Yemen's only liquefied natural gas producer, Yemen LNG, warned customers in March of potential supply curtailments as violence spread.

Yemen has the capacity to supply up to 6.7 million tons of LNG per year. Last year Yemen LNG, the 16th largest seller of the gas, shipped more than half its supplies to Asia, the rest going to the Americas and Europe.

The project delivers LNG under long term contracts to GDF Suez (GSZ.PA), Total and Korea Gas Corp (036460.KS).

SANAA HEATS UP
In Sanaa, heavy violence broke a lull as Yemenis awaited deliberations in the U.N. Security Council aimed at pressuring Saleh to comply with a Gulf Arab initiative to hand over power to his deputy as part of a plan to end months of protests.

Witnesses and medics said Yemeni security forces opened fire on tens of thousands of anti-government demonstrators trying to march toward state buildings, such as the presidential palace.

They said dozens of people were wounded and taken to a field hospital in Sixty Street, where thousands have camped out for months demanding that Saleh steps down. A Yemeni government soldier also died in the clashes, government sources said.

Witnesses said troops initially used tear gas and water cannon against the demonstrators, who responded by hurling stones at security forces.

Tareq Noman, head of the field hospital, told Al Jazeera television that his facility had received the bodies of 10 people and that hundreds were wounded. The deputy information minister, Abdu al-Janadi, said the death toll was lower.

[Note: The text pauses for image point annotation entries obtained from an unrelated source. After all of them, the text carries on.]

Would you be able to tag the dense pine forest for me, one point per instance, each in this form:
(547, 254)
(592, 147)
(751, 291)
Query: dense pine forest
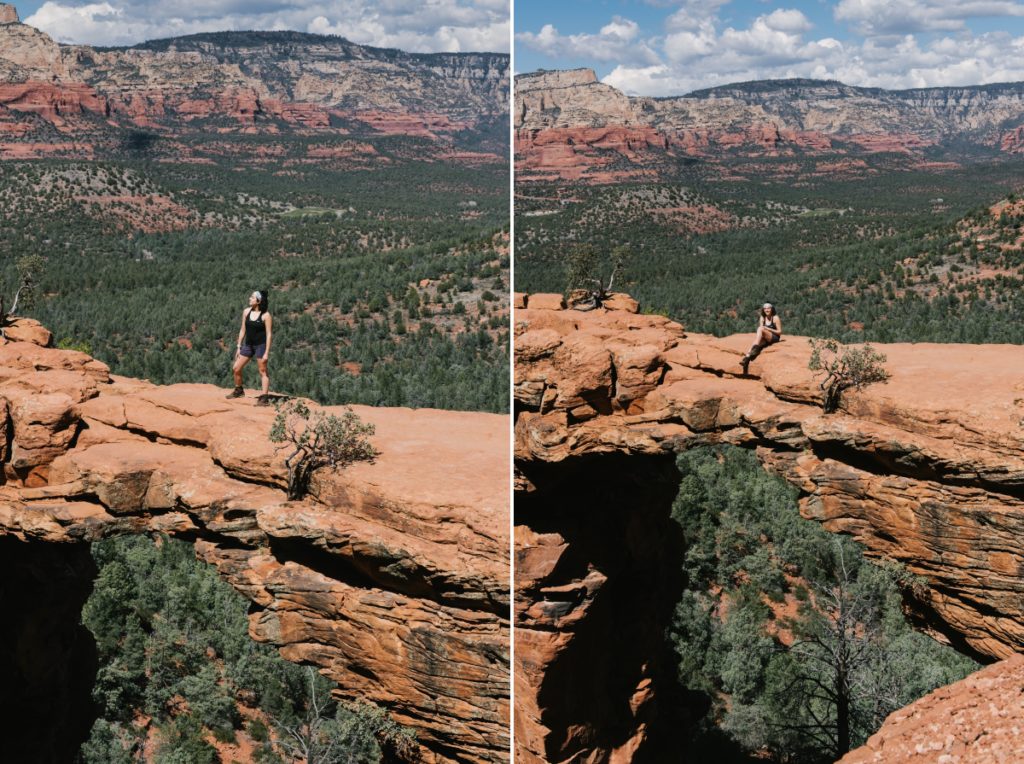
(899, 256)
(388, 279)
(180, 681)
(388, 287)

In a separate incident, witnesses said government forces fought heavy battles with gunmen loyal to powerful tribal leader Sadeq al-Ahmar, who supports opposition demands for an end to Saleh's 33-year grip on power.

They said the fighting was concentrated in the Hasaba neighborhood of Sanaa, where al-Ahmar lives, and near the airport, which was closed by the fighting.

Opposition sources said four tribal fighters were killed in the clashes.

In the southern city of Aden, a security official said gunmen on a motorcycle ambushed and killed an intelligence officer in the Arabian Sea city of al-Mukalla. The government has previously blamed other similar incidents on al Qaeda.